Ist es möglich die Vernetzung der Biotope zu erreichen oder gar zu gewährleisten?
Diese Frage könnten Biologen besser beantworten, aber es ist schon wichtig, so viele Barrieren wie möglich zu beseitigen, wie Wehre oder zu lange Rohrabschnitte, zum Beispiel, wo die Amphibien nicht mehr durchgehen.
Sind die Bäche, wenn sie dann renaturiert sind, nicht zu kostbar als dass die Bürger, Kinder, Jugendliche nah dran kommen sollten?
Nein; die Natur ist sehr robust, zum Beispiel am Goldbach, am Aussiger Platz, da spielen die Kinder sehr viel neben dem Spielplatz und matschen herum. Aber gut, das ist harmlos, das muss man mal in Kauf nehmen. Die Schäden sind nur vorübergehend, da sind mal zwei Quadratmeter wo halt kein Gras mehr wächst, aber es stellt kein wirkliches Problem dar.

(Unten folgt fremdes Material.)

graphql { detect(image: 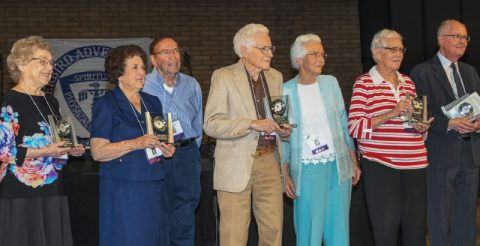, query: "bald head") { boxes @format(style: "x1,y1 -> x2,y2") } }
437,20 -> 470,62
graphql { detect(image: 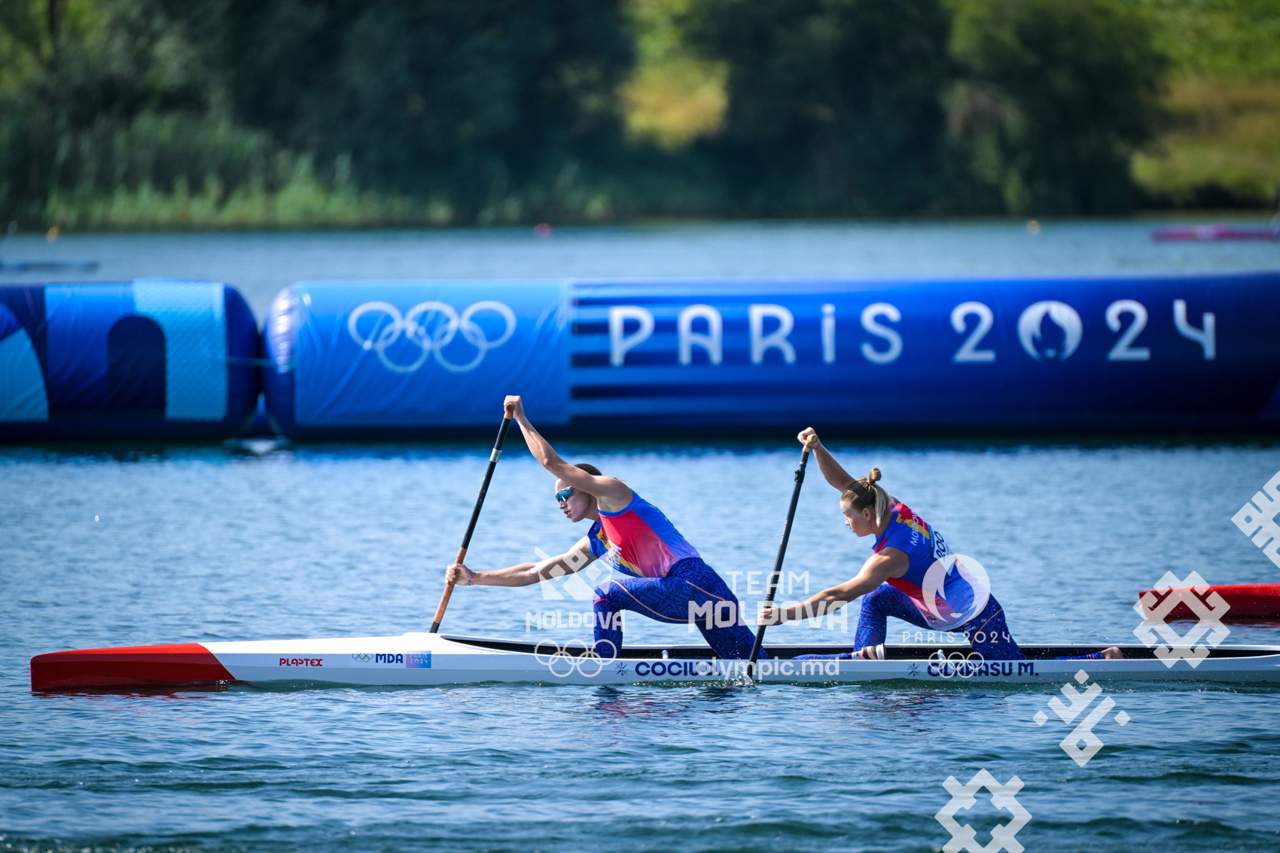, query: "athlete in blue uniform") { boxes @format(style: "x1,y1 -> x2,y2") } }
445,397 -> 754,660
760,429 -> 1121,661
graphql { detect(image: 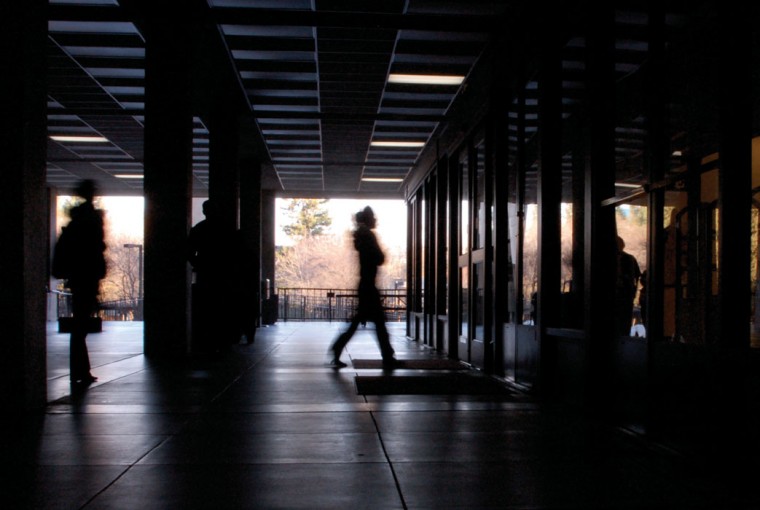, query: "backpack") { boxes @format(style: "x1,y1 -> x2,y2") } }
51,227 -> 74,280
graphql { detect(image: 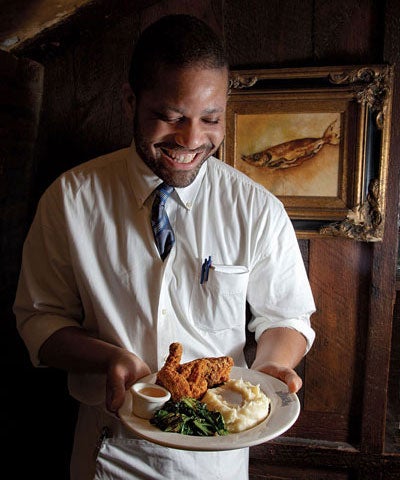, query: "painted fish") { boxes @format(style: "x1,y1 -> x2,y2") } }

Die Natur setzt sich schon auch gut durch.
Also; Sie haben aus Erfahrung feststellen können, ist es also möglich, auf der einen Seite Nähe herstellen und auf der anderen Seite aber Naturschutz zu betreiben? Müsste man nicht diese ökologisch so wertvollen Bäche quasi hinter Glas stellen?
Da wo zum Beispiel nicht nur Bäche betroffen sind, sondern Stillgewässer tangiert werden, wo etwa im Schilf Vögel brüten, dort sind Ruhezonen natürlich wichtig. Aber gerade am Bach entlang ist die Vegetation so robust, da sprießt es nur so, die Böden sind auch nährstoffreich, da braucht man sich keine Sorgen zu machen.
Da haben wir schon gewisse Probleme, wie am Aussiger Platz. Leider produzieren die oft herumlungernden Jugendlichen viel Müll, den sie da lassen.
Kennen Sie alle Bäche in Nürnberg, und haben Sie einen Lieblingsbach?
Alle nicht; also Herr Brunner, der kann wirklich behaupten, er kenne alle Bäche, ich kann das nicht behaupten. Es ist schwierig, einen Lieblingsbach zu nennen, da kenne ich einige. Zum Beispiel der Tiefgraben im Erlenstegener Wald, der ist so schön weil er so tief geschnitten romantisch durch den Wald fließt. Aber auch Abschnitte vom Fischbach finde ich sehr schön. Dort ist teilweise noch naturnaher Erlenbruchwald.
Interessant find ich immer wieder, dass das, was ökologisch wertvoll ist, eine magische Anziehungskraft auf Kinder hat. Da wo es ökologisch strukturreich ist, wo die verschiedensten Biotoptypen nebeneinander vorkommen, sandige, trockene Hänge und daneben wieder üppig feuchte Sumpfwiesen – in solchen Bereichen sind immer Kinder.
Herr Schneider, vielen Dank für dieses Gespräch!